- Spokespersons: Anna Svec, Can Gülcü, Angelika Adensamer
- Founded: 10 January 2020
- Headquarters: Heinestraße 35/12 1020 Wien
- Ideology: Anti-capitalism Anti-fascism Feminism Minorities interests
- Political position: Left-wing
- European affiliation: Party of the European Left (partner)
- Colours: Purple Orange
- National Council: 0 / 183
- Federal Council: 0 / 61
- State diets: 0 / 440
- Viennese District councils: 23 / 1,144

Website
- links.wien

= LINKS (Austria) =

The LEFT (LINKS) is a small left-wing political party in Vienna, Austria. It was founded in January 2020 and stood for the first time in the 2020 Viennese state election in all districts and constituencies with top candidate Anna Svec. LINKS achieved a total of 23 mandates in 15 Vienna district representatives.

== Formation ==
LINKS was founded on January 10 and 11, 2020 as a party with a view to the Viennese district and municipal council elections in autumn. Around 400 people took part in the founding meeting held in Vienna Rudolfsheim-Fünfhaus. The declared goal of the group is to move into the Vienna City Council and all 23 Vienna district councils. Members of the Vienna KPÖ, the Young Left, Wien anders as well as organizers of the Thursday demonstrations critical of the government and numerous people who were already involved in the Aufbruch project participated in the founding meeting of LINKS. In addition, smaller left-wing organizations such as Collective Left and the Workers Viewpoint took part. At the founding meeting, principles and an organizational structure were decided, and three speakers and a coordination team were elected.

== Political positions ==
LINKS describes itself as an anti-capitalist, anti-racist, feminist and solidary political force. LINKS advocates a reduction in working hours to 30 hours per week, a minimum wage of 1,950 euros net (27,842 net per year) and "unconditional livelihood security of 1,500 euros for all Viennese – regardless of whether they are unemployed, part-time or work in the household". For around 30 percent of the Viennese population without Austrian citizenship, LINKS calls for a "right to vote for everyone after one year of residence". In order to “finance the exit from oil and gas and net zero greenhouse gas emissions by 2030”, LINKS demands a “climate tax for all companies based in Vienna based on the subway tax model”.

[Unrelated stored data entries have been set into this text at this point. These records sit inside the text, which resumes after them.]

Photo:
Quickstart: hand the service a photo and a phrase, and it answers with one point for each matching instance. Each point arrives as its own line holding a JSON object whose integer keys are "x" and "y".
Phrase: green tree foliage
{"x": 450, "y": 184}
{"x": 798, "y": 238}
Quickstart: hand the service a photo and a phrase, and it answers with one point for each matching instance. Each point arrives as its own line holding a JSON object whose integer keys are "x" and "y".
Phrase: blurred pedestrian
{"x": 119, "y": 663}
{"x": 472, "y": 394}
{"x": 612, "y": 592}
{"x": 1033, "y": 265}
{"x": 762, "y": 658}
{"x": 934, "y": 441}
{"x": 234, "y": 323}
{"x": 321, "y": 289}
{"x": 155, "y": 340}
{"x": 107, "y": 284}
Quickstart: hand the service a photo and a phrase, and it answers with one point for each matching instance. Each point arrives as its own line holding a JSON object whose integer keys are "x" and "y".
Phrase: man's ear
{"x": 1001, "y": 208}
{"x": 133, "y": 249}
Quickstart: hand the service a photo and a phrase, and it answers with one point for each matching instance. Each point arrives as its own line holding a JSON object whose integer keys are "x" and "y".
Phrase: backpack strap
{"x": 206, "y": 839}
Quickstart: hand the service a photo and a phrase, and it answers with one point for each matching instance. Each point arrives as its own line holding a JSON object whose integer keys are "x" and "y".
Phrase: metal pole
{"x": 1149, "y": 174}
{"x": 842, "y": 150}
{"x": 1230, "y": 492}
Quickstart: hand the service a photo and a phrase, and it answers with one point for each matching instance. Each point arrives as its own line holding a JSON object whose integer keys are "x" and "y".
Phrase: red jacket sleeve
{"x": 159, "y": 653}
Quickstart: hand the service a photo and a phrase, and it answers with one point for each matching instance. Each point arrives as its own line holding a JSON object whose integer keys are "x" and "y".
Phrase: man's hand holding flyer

== Participation in the 2020 Viennese election ==
LINKS ran for the first time in the Vienna district and municipal council elections on October 11, 2020. The top candidate from the left for the Vienna municipal council election 2020 was legal advisor Anna Svec. Together with Angelika Adensamer (2nd place) and Can Gülcü (3rd place), she formed the top trio for the municipal council level. The list in the Wieden district was headed by District Councilor Amela Mirković, who had left the Vienna Greens in February 2020 and switched to LINKS. The five district councilors of the electoral alliance Vienna differently elected in 2015 – Josef Iraschko (Leopoldstadt), Susanne Empacher (Landstraße), Wolf-Goetz Jurjans (Margareten), Didi Zach (Rudolfsheim-Fünfhaus) and Fritz Fink (Ottakring) – ran for candidates in their respective districts on the first list position for LINKS. The list in the Floridsdorf district was headed by the well-known health expert and former SPÖ politician Christoph Baumgärtel, who previously had headed an SPÖ section in Floridsdorf, then had made Langenzersdorf known throughout Austria before leaving the SPÖ in December 2019 and becoming a founding member of LINKS in January 2020.

While the entry into the municipal council failed with a result of 14,919 votes or 2.06%, a total of 23 seats were achieved in the district representative elections in 15 districts; Floridsdorf was not among them.